4.6  Calibration

Whether or not DG reproduces confinement correctly largely depends on the boundary conditions, the mesh spacing and the parameters λ_n for electrons and λ_p for holes. As stated in the last section, Robin boundary conditions at insulator-semiconductor interfaces have proven to be best suited since they deliver the best fit with the carrier concentrations obtained from a solution of the Schrödinger equation (cf. Section 2.6).

4.6.1  Calibration for the Drift Diffusion Model

In Figure 4.1 the results of a fit, with a density gradient quantum corrected drift diffusion model, for electrons are shown for various grid spacings. This figure clarifies the need for a finely spaced grid for simulation, when using a quantum correction model. In Figure 4.4 Capacitance-Voltage curves, obtained by density gradient and a Schrödinger-Poisson solver, for n- and p-channel 1D MOS structures for various dopings are shown and compared  [90]. Since density gradient does not exhibit a free, doping dependent parameter, a set of parameters only works for a certain bulk doping  [5]. This is the main disadvantage of density gradient. Another requirement of density gradient, as for any Schrödinger-Poisson solver, is that the grid needs to be in the sub-nanometer regime in order to fully refine the 2D electron gas in a MOS structure, as demonstrated in Figure 4.1.

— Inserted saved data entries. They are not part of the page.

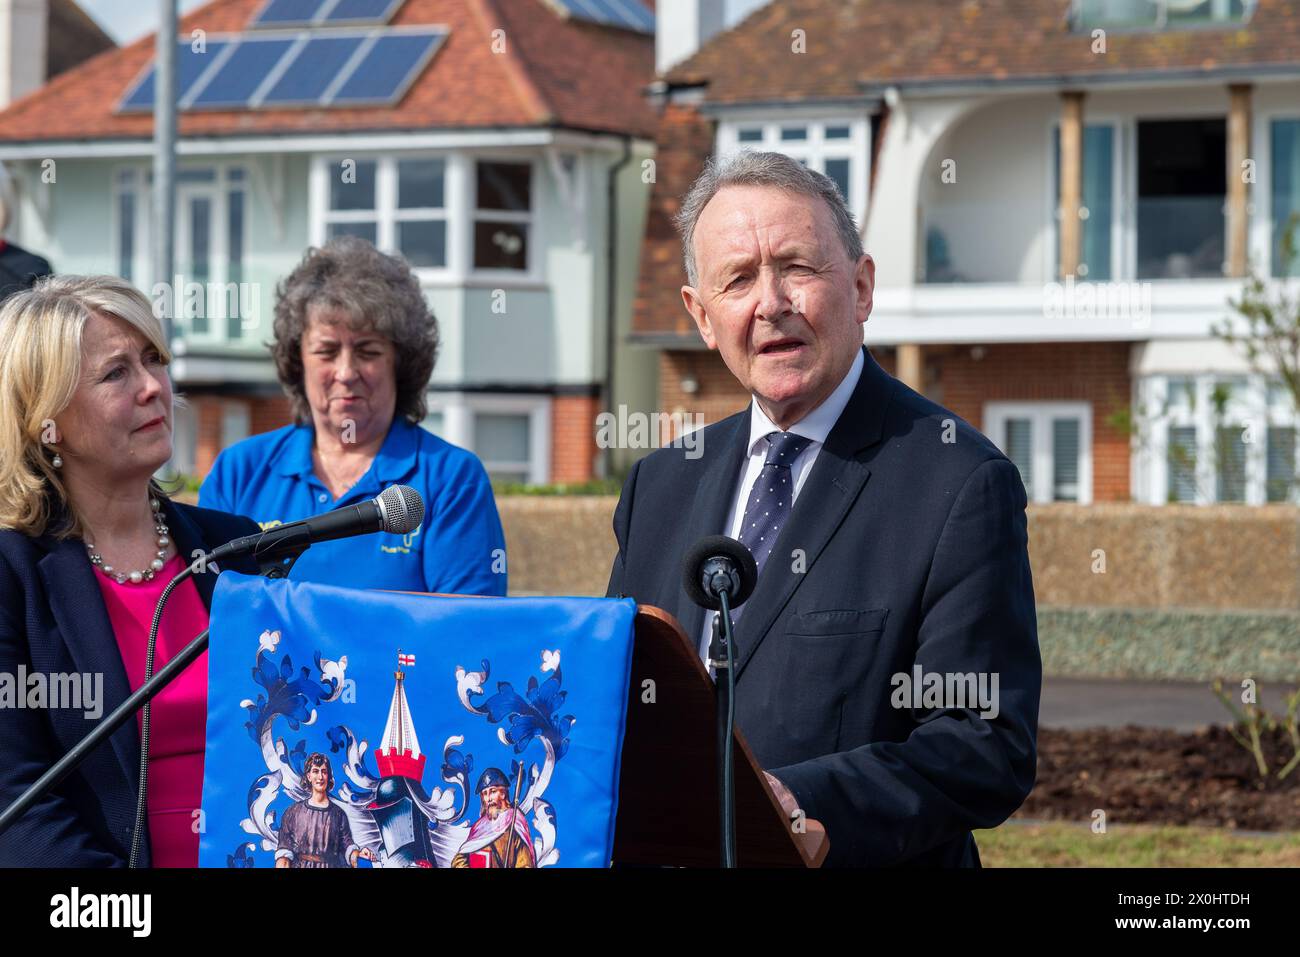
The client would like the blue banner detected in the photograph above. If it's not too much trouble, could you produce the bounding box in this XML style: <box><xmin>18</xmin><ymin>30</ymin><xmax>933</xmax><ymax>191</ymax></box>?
<box><xmin>198</xmin><ymin>573</ymin><xmax>637</xmax><ymax>868</ymax></box>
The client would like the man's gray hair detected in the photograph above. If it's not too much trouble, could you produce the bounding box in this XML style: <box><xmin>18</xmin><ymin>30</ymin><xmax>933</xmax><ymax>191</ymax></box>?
<box><xmin>673</xmin><ymin>150</ymin><xmax>864</xmax><ymax>288</ymax></box>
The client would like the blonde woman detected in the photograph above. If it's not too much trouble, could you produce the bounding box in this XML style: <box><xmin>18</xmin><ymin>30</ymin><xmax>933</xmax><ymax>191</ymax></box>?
<box><xmin>0</xmin><ymin>276</ymin><xmax>260</xmax><ymax>867</ymax></box>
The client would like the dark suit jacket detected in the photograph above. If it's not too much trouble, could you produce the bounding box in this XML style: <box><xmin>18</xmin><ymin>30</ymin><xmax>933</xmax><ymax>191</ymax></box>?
<box><xmin>0</xmin><ymin>497</ymin><xmax>260</xmax><ymax>867</ymax></box>
<box><xmin>606</xmin><ymin>346</ymin><xmax>1041</xmax><ymax>867</ymax></box>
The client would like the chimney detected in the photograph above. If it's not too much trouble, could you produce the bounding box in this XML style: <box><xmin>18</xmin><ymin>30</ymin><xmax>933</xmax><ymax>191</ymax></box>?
<box><xmin>656</xmin><ymin>0</ymin><xmax>728</xmax><ymax>75</ymax></box>
<box><xmin>0</xmin><ymin>0</ymin><xmax>48</xmax><ymax>108</ymax></box>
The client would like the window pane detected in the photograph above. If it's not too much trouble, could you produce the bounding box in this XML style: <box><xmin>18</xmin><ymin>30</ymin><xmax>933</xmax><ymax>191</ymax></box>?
<box><xmin>1136</xmin><ymin>119</ymin><xmax>1226</xmax><ymax>280</ymax></box>
<box><xmin>780</xmin><ymin>126</ymin><xmax>807</xmax><ymax>141</ymax></box>
<box><xmin>1215</xmin><ymin>425</ymin><xmax>1247</xmax><ymax>502</ymax></box>
<box><xmin>737</xmin><ymin>127</ymin><xmax>762</xmax><ymax>143</ymax></box>
<box><xmin>824</xmin><ymin>158</ymin><xmax>850</xmax><ymax>202</ymax></box>
<box><xmin>474</xmin><ymin>221</ymin><xmax>528</xmax><ymax>271</ymax></box>
<box><xmin>1267</xmin><ymin>426</ymin><xmax>1296</xmax><ymax>502</ymax></box>
<box><xmin>475</xmin><ymin>412</ymin><xmax>530</xmax><ymax>465</ymax></box>
<box><xmin>227</xmin><ymin>190</ymin><xmax>245</xmax><ymax>339</ymax></box>
<box><xmin>330</xmin><ymin>159</ymin><xmax>376</xmax><ymax>210</ymax></box>
<box><xmin>825</xmin><ymin>124</ymin><xmax>851</xmax><ymax>140</ymax></box>
<box><xmin>421</xmin><ymin>411</ymin><xmax>444</xmax><ymax>435</ymax></box>
<box><xmin>1271</xmin><ymin>119</ymin><xmax>1300</xmax><ymax>278</ymax></box>
<box><xmin>188</xmin><ymin>196</ymin><xmax>210</xmax><ymax>335</ymax></box>
<box><xmin>1005</xmin><ymin>419</ymin><xmax>1033</xmax><ymax>495</ymax></box>
<box><xmin>398</xmin><ymin>219</ymin><xmax>446</xmax><ymax>268</ymax></box>
<box><xmin>326</xmin><ymin>220</ymin><xmax>377</xmax><ymax>244</ymax></box>
<box><xmin>476</xmin><ymin>161</ymin><xmax>531</xmax><ymax>212</ymax></box>
<box><xmin>1054</xmin><ymin>124</ymin><xmax>1114</xmax><ymax>280</ymax></box>
<box><xmin>177</xmin><ymin>168</ymin><xmax>217</xmax><ymax>183</ymax></box>
<box><xmin>118</xmin><ymin>191</ymin><xmax>135</xmax><ymax>281</ymax></box>
<box><xmin>1052</xmin><ymin>418</ymin><xmax>1080</xmax><ymax>501</ymax></box>
<box><xmin>1168</xmin><ymin>425</ymin><xmax>1197</xmax><ymax>502</ymax></box>
<box><xmin>398</xmin><ymin>158</ymin><xmax>445</xmax><ymax>209</ymax></box>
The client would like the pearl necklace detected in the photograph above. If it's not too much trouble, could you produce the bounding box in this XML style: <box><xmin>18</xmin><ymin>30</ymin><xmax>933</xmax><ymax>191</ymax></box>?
<box><xmin>85</xmin><ymin>497</ymin><xmax>172</xmax><ymax>585</ymax></box>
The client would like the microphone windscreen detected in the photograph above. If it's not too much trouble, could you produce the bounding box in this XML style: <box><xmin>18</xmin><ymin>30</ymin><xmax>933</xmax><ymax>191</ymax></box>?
<box><xmin>681</xmin><ymin>535</ymin><xmax>758</xmax><ymax>610</ymax></box>
<box><xmin>377</xmin><ymin>485</ymin><xmax>425</xmax><ymax>534</ymax></box>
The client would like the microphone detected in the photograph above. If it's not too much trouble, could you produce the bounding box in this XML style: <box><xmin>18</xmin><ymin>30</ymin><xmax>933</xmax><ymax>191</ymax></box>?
<box><xmin>208</xmin><ymin>485</ymin><xmax>426</xmax><ymax>562</ymax></box>
<box><xmin>681</xmin><ymin>535</ymin><xmax>758</xmax><ymax>611</ymax></box>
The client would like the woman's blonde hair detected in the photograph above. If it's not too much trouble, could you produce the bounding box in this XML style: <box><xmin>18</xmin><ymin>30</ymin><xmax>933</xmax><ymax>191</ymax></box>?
<box><xmin>0</xmin><ymin>275</ymin><xmax>179</xmax><ymax>540</ymax></box>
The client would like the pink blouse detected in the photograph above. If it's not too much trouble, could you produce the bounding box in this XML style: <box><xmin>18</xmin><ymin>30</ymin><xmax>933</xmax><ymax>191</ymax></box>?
<box><xmin>94</xmin><ymin>552</ymin><xmax>210</xmax><ymax>868</ymax></box>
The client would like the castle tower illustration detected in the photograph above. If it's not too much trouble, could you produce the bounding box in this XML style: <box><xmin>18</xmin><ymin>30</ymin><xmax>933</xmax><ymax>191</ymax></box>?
<box><xmin>376</xmin><ymin>660</ymin><xmax>426</xmax><ymax>781</ymax></box>
<box><xmin>368</xmin><ymin>652</ymin><xmax>437</xmax><ymax>866</ymax></box>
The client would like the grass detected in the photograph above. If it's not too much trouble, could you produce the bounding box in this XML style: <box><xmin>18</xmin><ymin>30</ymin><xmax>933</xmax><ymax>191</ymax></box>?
<box><xmin>975</xmin><ymin>820</ymin><xmax>1300</xmax><ymax>866</ymax></box>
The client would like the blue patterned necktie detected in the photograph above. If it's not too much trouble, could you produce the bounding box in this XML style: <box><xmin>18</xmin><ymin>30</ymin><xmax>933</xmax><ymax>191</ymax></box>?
<box><xmin>737</xmin><ymin>431</ymin><xmax>814</xmax><ymax>582</ymax></box>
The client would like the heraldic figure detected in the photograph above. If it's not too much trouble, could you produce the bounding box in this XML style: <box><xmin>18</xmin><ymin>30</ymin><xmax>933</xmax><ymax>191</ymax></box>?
<box><xmin>452</xmin><ymin>768</ymin><xmax>536</xmax><ymax>868</ymax></box>
<box><xmin>276</xmin><ymin>753</ymin><xmax>376</xmax><ymax>868</ymax></box>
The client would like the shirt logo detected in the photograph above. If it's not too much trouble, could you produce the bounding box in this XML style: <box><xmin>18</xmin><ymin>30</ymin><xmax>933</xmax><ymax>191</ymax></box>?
<box><xmin>380</xmin><ymin>522</ymin><xmax>422</xmax><ymax>555</ymax></box>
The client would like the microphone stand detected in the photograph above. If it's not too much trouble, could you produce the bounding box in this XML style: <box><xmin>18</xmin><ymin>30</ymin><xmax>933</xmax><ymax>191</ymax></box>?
<box><xmin>0</xmin><ymin>542</ymin><xmax>310</xmax><ymax>853</ymax></box>
<box><xmin>708</xmin><ymin>588</ymin><xmax>738</xmax><ymax>869</ymax></box>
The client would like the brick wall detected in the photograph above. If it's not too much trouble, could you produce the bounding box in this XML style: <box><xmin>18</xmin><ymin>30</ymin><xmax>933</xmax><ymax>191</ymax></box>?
<box><xmin>551</xmin><ymin>394</ymin><xmax>601</xmax><ymax>483</ymax></box>
<box><xmin>632</xmin><ymin>101</ymin><xmax>717</xmax><ymax>338</ymax></box>
<box><xmin>928</xmin><ymin>342</ymin><xmax>1132</xmax><ymax>502</ymax></box>
<box><xmin>193</xmin><ymin>394</ymin><xmax>294</xmax><ymax>479</ymax></box>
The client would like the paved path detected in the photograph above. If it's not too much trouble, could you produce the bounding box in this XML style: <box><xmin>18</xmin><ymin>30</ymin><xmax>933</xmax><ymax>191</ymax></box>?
<box><xmin>1039</xmin><ymin>677</ymin><xmax>1292</xmax><ymax>731</ymax></box>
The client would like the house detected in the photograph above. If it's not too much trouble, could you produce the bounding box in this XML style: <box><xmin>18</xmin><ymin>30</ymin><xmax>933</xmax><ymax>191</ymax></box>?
<box><xmin>0</xmin><ymin>0</ymin><xmax>115</xmax><ymax>108</ymax></box>
<box><xmin>0</xmin><ymin>0</ymin><xmax>661</xmax><ymax>485</ymax></box>
<box><xmin>637</xmin><ymin>0</ymin><xmax>1300</xmax><ymax>505</ymax></box>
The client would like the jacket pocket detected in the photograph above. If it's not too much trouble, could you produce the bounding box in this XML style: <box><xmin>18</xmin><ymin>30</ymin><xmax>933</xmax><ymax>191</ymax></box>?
<box><xmin>788</xmin><ymin>606</ymin><xmax>889</xmax><ymax>638</ymax></box>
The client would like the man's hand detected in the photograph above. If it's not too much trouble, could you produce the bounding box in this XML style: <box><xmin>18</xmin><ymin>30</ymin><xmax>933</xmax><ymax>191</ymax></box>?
<box><xmin>275</xmin><ymin>856</ymin><xmax>290</xmax><ymax>869</ymax></box>
<box><xmin>764</xmin><ymin>771</ymin><xmax>799</xmax><ymax>820</ymax></box>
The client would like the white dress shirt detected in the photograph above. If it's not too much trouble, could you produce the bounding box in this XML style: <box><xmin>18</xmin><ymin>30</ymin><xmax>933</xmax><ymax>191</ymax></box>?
<box><xmin>698</xmin><ymin>347</ymin><xmax>865</xmax><ymax>661</ymax></box>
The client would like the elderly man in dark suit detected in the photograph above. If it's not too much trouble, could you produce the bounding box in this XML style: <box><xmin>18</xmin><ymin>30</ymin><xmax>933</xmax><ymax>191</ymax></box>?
<box><xmin>606</xmin><ymin>151</ymin><xmax>1041</xmax><ymax>867</ymax></box>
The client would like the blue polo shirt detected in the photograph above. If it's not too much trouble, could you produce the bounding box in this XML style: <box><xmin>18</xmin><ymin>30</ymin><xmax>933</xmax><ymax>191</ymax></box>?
<box><xmin>198</xmin><ymin>418</ymin><xmax>507</xmax><ymax>596</ymax></box>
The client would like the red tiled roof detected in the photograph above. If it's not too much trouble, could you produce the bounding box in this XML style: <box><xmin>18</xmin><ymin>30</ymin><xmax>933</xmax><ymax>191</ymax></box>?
<box><xmin>664</xmin><ymin>0</ymin><xmax>1300</xmax><ymax>102</ymax></box>
<box><xmin>0</xmin><ymin>0</ymin><xmax>657</xmax><ymax>142</ymax></box>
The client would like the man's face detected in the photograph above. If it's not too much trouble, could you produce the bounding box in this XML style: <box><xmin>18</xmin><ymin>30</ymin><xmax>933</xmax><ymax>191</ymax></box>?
<box><xmin>482</xmin><ymin>785</ymin><xmax>508</xmax><ymax>819</ymax></box>
<box><xmin>307</xmin><ymin>764</ymin><xmax>329</xmax><ymax>795</ymax></box>
<box><xmin>681</xmin><ymin>185</ymin><xmax>874</xmax><ymax>429</ymax></box>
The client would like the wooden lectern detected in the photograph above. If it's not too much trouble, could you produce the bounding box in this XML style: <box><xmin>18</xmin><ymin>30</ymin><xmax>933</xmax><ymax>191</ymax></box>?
<box><xmin>611</xmin><ymin>606</ymin><xmax>829</xmax><ymax>867</ymax></box>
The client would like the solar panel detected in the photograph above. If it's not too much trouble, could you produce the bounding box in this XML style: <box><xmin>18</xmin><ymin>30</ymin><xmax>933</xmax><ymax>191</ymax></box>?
<box><xmin>252</xmin><ymin>0</ymin><xmax>327</xmax><ymax>27</ymax></box>
<box><xmin>252</xmin><ymin>0</ymin><xmax>399</xmax><ymax>28</ymax></box>
<box><xmin>187</xmin><ymin>37</ymin><xmax>297</xmax><ymax>108</ymax></box>
<box><xmin>259</xmin><ymin>34</ymin><xmax>365</xmax><ymax>105</ymax></box>
<box><xmin>328</xmin><ymin>30</ymin><xmax>444</xmax><ymax>105</ymax></box>
<box><xmin>558</xmin><ymin>0</ymin><xmax>654</xmax><ymax>33</ymax></box>
<box><xmin>120</xmin><ymin>40</ymin><xmax>233</xmax><ymax>111</ymax></box>
<box><xmin>321</xmin><ymin>0</ymin><xmax>402</xmax><ymax>24</ymax></box>
<box><xmin>117</xmin><ymin>25</ymin><xmax>446</xmax><ymax>113</ymax></box>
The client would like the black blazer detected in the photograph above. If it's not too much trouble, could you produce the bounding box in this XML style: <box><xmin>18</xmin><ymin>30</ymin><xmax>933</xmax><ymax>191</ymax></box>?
<box><xmin>607</xmin><ymin>346</ymin><xmax>1042</xmax><ymax>867</ymax></box>
<box><xmin>0</xmin><ymin>497</ymin><xmax>260</xmax><ymax>867</ymax></box>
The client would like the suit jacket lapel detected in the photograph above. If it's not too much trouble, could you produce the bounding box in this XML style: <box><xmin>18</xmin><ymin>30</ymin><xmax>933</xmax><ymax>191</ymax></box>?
<box><xmin>33</xmin><ymin>497</ymin><xmax>229</xmax><ymax>800</ymax></box>
<box><xmin>675</xmin><ymin>409</ymin><xmax>751</xmax><ymax>648</ymax></box>
<box><xmin>36</xmin><ymin>536</ymin><xmax>140</xmax><ymax>796</ymax></box>
<box><xmin>161</xmin><ymin>498</ymin><xmax>218</xmax><ymax>609</ymax></box>
<box><xmin>733</xmin><ymin>347</ymin><xmax>896</xmax><ymax>680</ymax></box>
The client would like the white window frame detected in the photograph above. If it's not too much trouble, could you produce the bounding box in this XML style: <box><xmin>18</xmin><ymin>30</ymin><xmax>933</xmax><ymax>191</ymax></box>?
<box><xmin>1044</xmin><ymin>115</ymin><xmax>1124</xmax><ymax>283</ymax></box>
<box><xmin>984</xmin><ymin>401</ymin><xmax>1094</xmax><ymax>504</ymax></box>
<box><xmin>310</xmin><ymin>151</ymin><xmax>541</xmax><ymax>285</ymax></box>
<box><xmin>112</xmin><ymin>162</ymin><xmax>250</xmax><ymax>345</ymax></box>
<box><xmin>1254</xmin><ymin>109</ymin><xmax>1300</xmax><ymax>279</ymax></box>
<box><xmin>421</xmin><ymin>391</ymin><xmax>551</xmax><ymax>485</ymax></box>
<box><xmin>1139</xmin><ymin>373</ymin><xmax>1300</xmax><ymax>505</ymax></box>
<box><xmin>715</xmin><ymin>114</ymin><xmax>871</xmax><ymax>228</ymax></box>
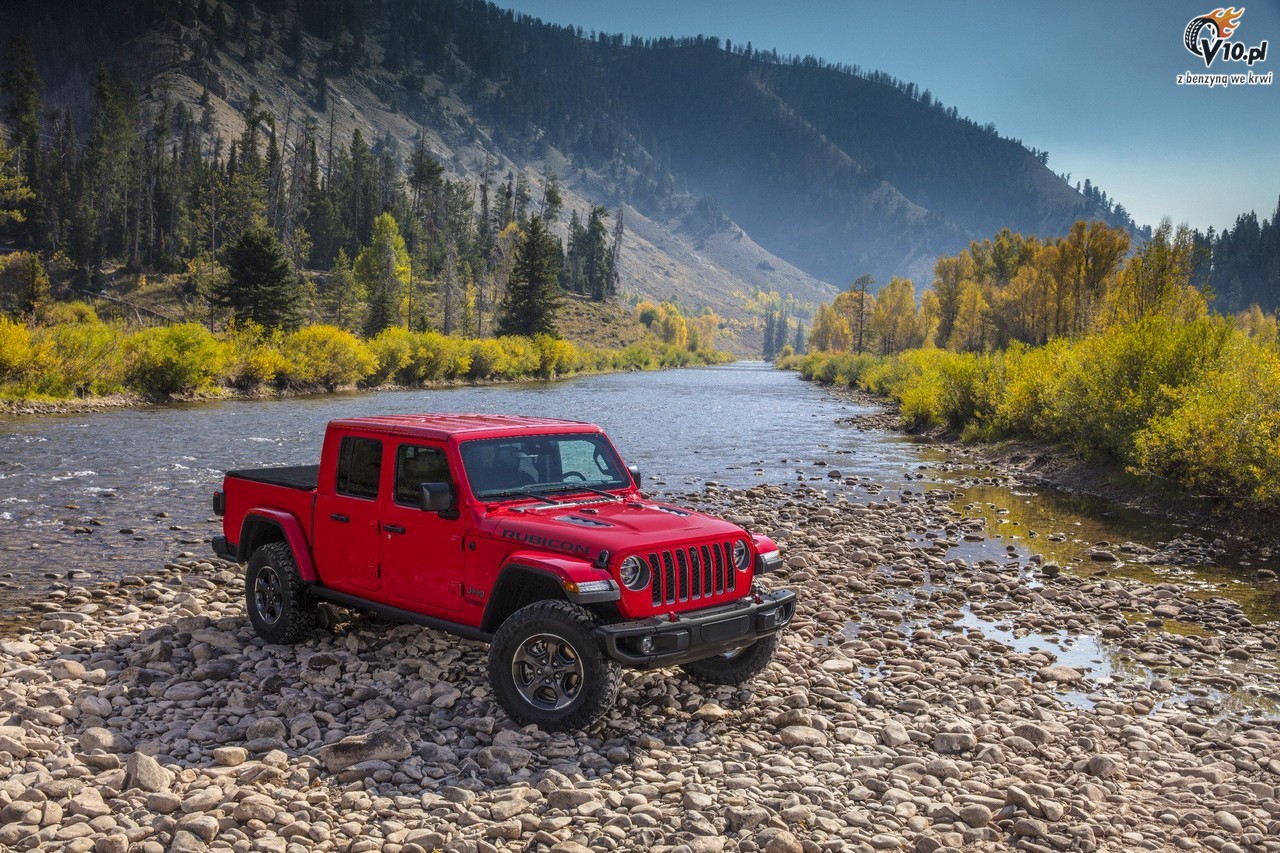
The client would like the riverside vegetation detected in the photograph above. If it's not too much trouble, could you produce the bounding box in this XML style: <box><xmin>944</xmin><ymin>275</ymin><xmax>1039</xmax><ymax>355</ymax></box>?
<box><xmin>783</xmin><ymin>220</ymin><xmax>1280</xmax><ymax>508</ymax></box>
<box><xmin>0</xmin><ymin>304</ymin><xmax>731</xmax><ymax>408</ymax></box>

4.6.2  Calibration for a SHE of the BTE

This section is devoted to the calibration of density gradient in ViennaSHE  [65]. To this end Robin-Boundary conditions and the simple scheme have been implemented and a comparison with VSP  [51] has been carried out in weak inversion. The parameters of the fit are given in Table 4.1 and the resulting calibration is shown in Figure 4.3.

Figure 4.3:

Results of the calibration of the DG model to a first-order SHE  [65] using a solution of the Schrödinger-Poisson equation obtained via VSP  [51]. Left: The fit for electrons has been obtained using a 1D NMOS structure, Robin boundary conditions at the silicon-silicon-dioxide-interface, an acceptor doping of 3 × 1017cm-3, an oxide thickness of 1nm and a uniform grid spacing (orthonormal grid) of 0.1nm. Right: The fit for holes has been obtained using exactly the same device as for electrons but instead of an acceptor doping a donor doping of 3 × 1017cm-3 has been used. The parameters are given in Table 4.1

Figure 4.4:

Capacitance-Voltage curves for various channel dopings in 1D MOS structures, obtained by a DG solution compared to a solution obtained using VSP  [51]. Well visible is the increasing discrepancy between DG and a real Schrödinger-Poisson solution for dopings above and below ND = 1017cm-3, for which the Robin boundary condition coefficients have been fitted to the Schrödinger-Poisson solution. For comparison the CV-curves obtained using plain drift diffusion are shown in black. The fitting parameters used with MinimosNT have been previously published in  [90].